Since I imagine implementing the Web-of-Trust isn’t a straight-forward task (even though there is now a specification document), I decided to dedicate a series of blog posts to go along with my efforts. Maybe this helps others implementing it in the future.

What exactly is the Web-of-Trust?

The essential problem with public key infrastructure (PKI) is not to obtain the encryption keys for contacts, but rather verify that the key you have of a contact really is the proper key and not that of an attacker. One straight-forward solution to this is used by every user of the internet every day. If you visit a website on the internet, the web server of the site presents your browser with its TLS certificate. Now the browser has to figure out, if this certificate is trustworthy. It does so by checking if there is a valid trust-path from one of its root certificates to the sites certificate. Your browser comes with a limited set of root-certificates already preinstalled. This set was agreed upon by your browsers/OS vendor at some point. These root certificates are (mostly) managed by corporations who’s business model is to vouch for your servers authenticity. You pay them so that they testify to others that your TLS certificate is legitimate.

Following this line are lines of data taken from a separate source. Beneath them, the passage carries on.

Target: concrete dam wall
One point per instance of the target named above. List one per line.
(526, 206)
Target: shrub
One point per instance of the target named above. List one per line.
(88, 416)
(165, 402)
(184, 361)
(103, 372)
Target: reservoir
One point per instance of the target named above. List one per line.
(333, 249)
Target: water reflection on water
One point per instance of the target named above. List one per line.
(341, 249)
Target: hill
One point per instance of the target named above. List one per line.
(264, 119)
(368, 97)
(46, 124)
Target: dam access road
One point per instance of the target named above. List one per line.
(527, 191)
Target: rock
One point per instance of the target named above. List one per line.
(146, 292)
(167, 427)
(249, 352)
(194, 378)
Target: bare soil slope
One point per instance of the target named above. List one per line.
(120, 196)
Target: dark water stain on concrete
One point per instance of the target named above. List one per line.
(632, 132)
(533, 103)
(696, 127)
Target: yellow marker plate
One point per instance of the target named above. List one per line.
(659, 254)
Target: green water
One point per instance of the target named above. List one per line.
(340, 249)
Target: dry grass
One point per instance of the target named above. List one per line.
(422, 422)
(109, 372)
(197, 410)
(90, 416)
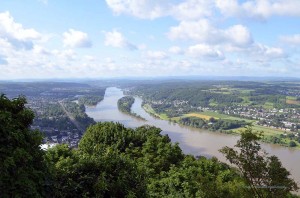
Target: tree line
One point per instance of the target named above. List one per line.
(114, 161)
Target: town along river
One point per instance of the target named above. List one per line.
(192, 141)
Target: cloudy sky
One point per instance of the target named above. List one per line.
(121, 38)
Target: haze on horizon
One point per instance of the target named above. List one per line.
(52, 39)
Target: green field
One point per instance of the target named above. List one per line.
(267, 132)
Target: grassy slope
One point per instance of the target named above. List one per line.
(268, 132)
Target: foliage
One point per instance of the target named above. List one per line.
(22, 168)
(125, 103)
(263, 174)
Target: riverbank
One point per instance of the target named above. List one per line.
(271, 136)
(124, 105)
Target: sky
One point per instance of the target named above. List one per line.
(55, 39)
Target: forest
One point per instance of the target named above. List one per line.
(125, 103)
(114, 161)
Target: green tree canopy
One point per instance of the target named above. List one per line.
(264, 174)
(23, 172)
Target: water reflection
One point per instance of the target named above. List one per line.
(191, 140)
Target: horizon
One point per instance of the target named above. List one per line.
(49, 39)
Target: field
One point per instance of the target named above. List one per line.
(198, 115)
(208, 114)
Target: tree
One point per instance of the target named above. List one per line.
(264, 175)
(23, 172)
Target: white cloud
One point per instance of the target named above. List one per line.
(264, 52)
(90, 58)
(192, 9)
(175, 50)
(146, 9)
(15, 34)
(292, 39)
(202, 31)
(3, 60)
(116, 39)
(156, 55)
(74, 38)
(151, 9)
(205, 51)
(260, 9)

In this case, a trust-path is a chain of certifications from the trusted root certificate down to the sites TLS certificate. You can inspect this chain manually, by clicking the lock icon in your browsers task bar (at least on Firefox). Below is a visualization of the TLS certificate chain of this blog’s TLS certificate.

The certificate “ISRG Root X1” belongs to let’s encrypt, a not-for-profit CA that very likely is embedded in your browser already. R3 is an intermediate certificate authority of let’s encrypt. It certified my blogs TLS certificate. Since during the certificate renewal process let’s encrypt made sure that my server controls my domain, it has some degree of confirmation that in fact belongs to me. This step can be called manual identity verification. As a result, it can therefore attest the legitimacy of my TLS certificate to others.

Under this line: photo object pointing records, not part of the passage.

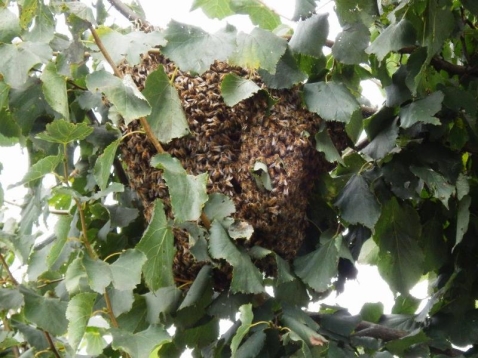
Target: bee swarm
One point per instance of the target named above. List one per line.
(226, 142)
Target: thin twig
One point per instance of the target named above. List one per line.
(51, 344)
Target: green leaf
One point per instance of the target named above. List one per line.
(350, 44)
(393, 38)
(124, 94)
(188, 192)
(98, 273)
(324, 144)
(10, 299)
(261, 176)
(303, 9)
(246, 277)
(63, 132)
(78, 314)
(357, 203)
(332, 101)
(104, 163)
(317, 268)
(371, 312)
(62, 228)
(54, 89)
(463, 218)
(397, 232)
(246, 320)
(235, 89)
(214, 9)
(422, 110)
(310, 35)
(126, 270)
(47, 313)
(41, 168)
(140, 344)
(128, 46)
(437, 184)
(287, 73)
(260, 48)
(193, 49)
(167, 119)
(259, 14)
(18, 59)
(157, 244)
(9, 26)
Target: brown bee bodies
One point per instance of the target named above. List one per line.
(225, 142)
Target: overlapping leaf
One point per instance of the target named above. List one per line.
(167, 119)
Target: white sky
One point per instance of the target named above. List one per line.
(368, 287)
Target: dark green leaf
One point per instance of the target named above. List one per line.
(140, 344)
(332, 101)
(167, 119)
(246, 320)
(17, 60)
(393, 38)
(324, 144)
(350, 44)
(126, 271)
(124, 94)
(235, 89)
(397, 232)
(310, 36)
(215, 9)
(193, 49)
(287, 73)
(104, 163)
(47, 313)
(422, 110)
(259, 49)
(63, 132)
(319, 267)
(188, 192)
(41, 168)
(157, 244)
(246, 277)
(259, 14)
(357, 203)
(78, 314)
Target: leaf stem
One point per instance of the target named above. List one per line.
(10, 275)
(51, 344)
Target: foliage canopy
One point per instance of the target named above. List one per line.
(404, 199)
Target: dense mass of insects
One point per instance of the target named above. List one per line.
(226, 142)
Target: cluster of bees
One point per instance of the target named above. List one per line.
(226, 142)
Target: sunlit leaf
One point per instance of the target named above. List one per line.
(188, 192)
(124, 94)
(259, 49)
(332, 101)
(63, 132)
(218, 9)
(234, 89)
(78, 314)
(167, 118)
(393, 38)
(157, 244)
(310, 36)
(422, 110)
(396, 233)
(193, 49)
(259, 14)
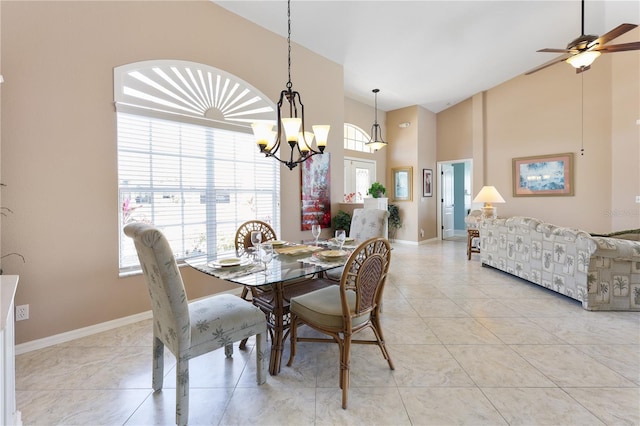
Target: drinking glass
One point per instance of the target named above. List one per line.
(341, 236)
(266, 255)
(315, 231)
(256, 239)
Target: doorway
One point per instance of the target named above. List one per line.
(455, 198)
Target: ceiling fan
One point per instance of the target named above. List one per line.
(581, 52)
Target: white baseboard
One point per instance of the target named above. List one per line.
(80, 332)
(90, 330)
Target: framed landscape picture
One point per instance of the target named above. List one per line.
(545, 175)
(402, 178)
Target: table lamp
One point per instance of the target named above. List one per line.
(488, 195)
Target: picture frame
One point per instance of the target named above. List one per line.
(402, 183)
(427, 182)
(315, 187)
(543, 175)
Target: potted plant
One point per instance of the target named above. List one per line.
(342, 220)
(377, 190)
(394, 220)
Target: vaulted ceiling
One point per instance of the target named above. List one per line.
(434, 53)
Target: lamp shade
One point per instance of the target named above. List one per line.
(488, 195)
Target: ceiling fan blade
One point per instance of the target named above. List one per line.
(548, 64)
(616, 32)
(620, 47)
(550, 50)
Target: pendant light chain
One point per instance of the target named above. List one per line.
(289, 84)
(582, 116)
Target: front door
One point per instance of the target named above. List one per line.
(448, 224)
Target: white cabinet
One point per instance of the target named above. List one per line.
(376, 203)
(8, 412)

One property of this model is that its centralized. Although there is a number of root certificates (hundreds in fact, check your /etc/ssl/certs/ directory!), it is not trivial to set up your own, let alone get browser/OS vendors to include it in their distributions.

Now lets take a look at the Web-of-Trust instead. The idea that describes the difference between the centralized TLS model and the WoT best, is that people trust people instead of corporations. If Alice trusts and vouches for Bob, and Bob trusts and vouches for Charlie, Alice could transitively trust Charlie. These trust paths can get arbitrarily long and the whole network of trust paths is what we call the Web-of-Trust. Instead of relying on a more-or-less trustworthy certificate authority to attest key authenticity, we gather evidence for the trustworthiness of a key in our social circle.

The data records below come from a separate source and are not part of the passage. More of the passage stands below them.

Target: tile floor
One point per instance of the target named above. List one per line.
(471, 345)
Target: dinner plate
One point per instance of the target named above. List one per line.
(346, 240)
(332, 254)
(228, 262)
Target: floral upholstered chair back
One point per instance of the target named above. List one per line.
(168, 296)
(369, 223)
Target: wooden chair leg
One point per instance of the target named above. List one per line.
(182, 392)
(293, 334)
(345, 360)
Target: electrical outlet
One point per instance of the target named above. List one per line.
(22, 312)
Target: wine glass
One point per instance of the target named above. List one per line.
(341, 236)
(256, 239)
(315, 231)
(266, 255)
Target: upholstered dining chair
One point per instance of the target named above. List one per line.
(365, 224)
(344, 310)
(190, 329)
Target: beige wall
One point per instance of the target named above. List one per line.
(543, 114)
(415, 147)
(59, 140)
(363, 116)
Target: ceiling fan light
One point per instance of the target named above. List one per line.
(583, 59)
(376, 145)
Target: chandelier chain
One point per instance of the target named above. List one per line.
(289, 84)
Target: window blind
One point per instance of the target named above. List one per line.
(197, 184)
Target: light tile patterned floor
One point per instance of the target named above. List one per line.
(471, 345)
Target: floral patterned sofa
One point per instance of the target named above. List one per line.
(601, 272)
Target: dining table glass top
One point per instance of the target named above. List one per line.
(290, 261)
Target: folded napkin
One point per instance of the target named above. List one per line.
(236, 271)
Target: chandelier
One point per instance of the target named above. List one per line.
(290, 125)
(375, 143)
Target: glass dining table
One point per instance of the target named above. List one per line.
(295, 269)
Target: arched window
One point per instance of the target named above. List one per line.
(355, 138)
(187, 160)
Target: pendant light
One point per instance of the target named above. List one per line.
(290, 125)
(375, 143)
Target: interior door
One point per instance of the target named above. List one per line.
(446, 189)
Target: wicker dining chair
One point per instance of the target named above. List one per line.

This model can be applied to corporate environments as well by the way. Let’s say FooBank is using the Web-of-Trust for their encrypted email traffic. FooBanks admin would be tasked with keeping a list of the email addresses of all current employees and their encryption keys. They would then certify these keys by signing them with a company key which is kept secure. These certification signatures are valid as long as the employee is working at the bank. Other employees would in return sign the company key and mark it as trustworthy. Now they can build a trust path from their own key to that of each other current employee. In that sense, the CA model can be seen as a special case of the Web-of-Trust.

The main problem now is to find an algorithm for determining whether a valid trust path exists between our trust-root and the certificate of interest. You might wonder “What is the trust-root? I thought the WoT comes without centralized trust in a single entity?”. And you are right. But we all trust ourselves, don’t we? And we trust ourselves to decide whom to trust. So to realize the WoT, we define that each user has their own “trust-root” certificate, which is a single certificate that certifies “trusted introducers”. This is the start of the trust-path. In case of FooBank, Employee Albert might for example have a personal trust-root certificate that certifies FooBanks CA key, as well as that of Alberts wive Berta. Now Albert can securely message any FooBank employee, as well as his wive, since there are trust-paths available from his trust-root to those contacts.

Luckily, the problem of finding an algorithm to determine trust-paths is already solved by the Web-of-Trust specification. All that’s left to do is to understand and implement it. That cannot be that hard, can it?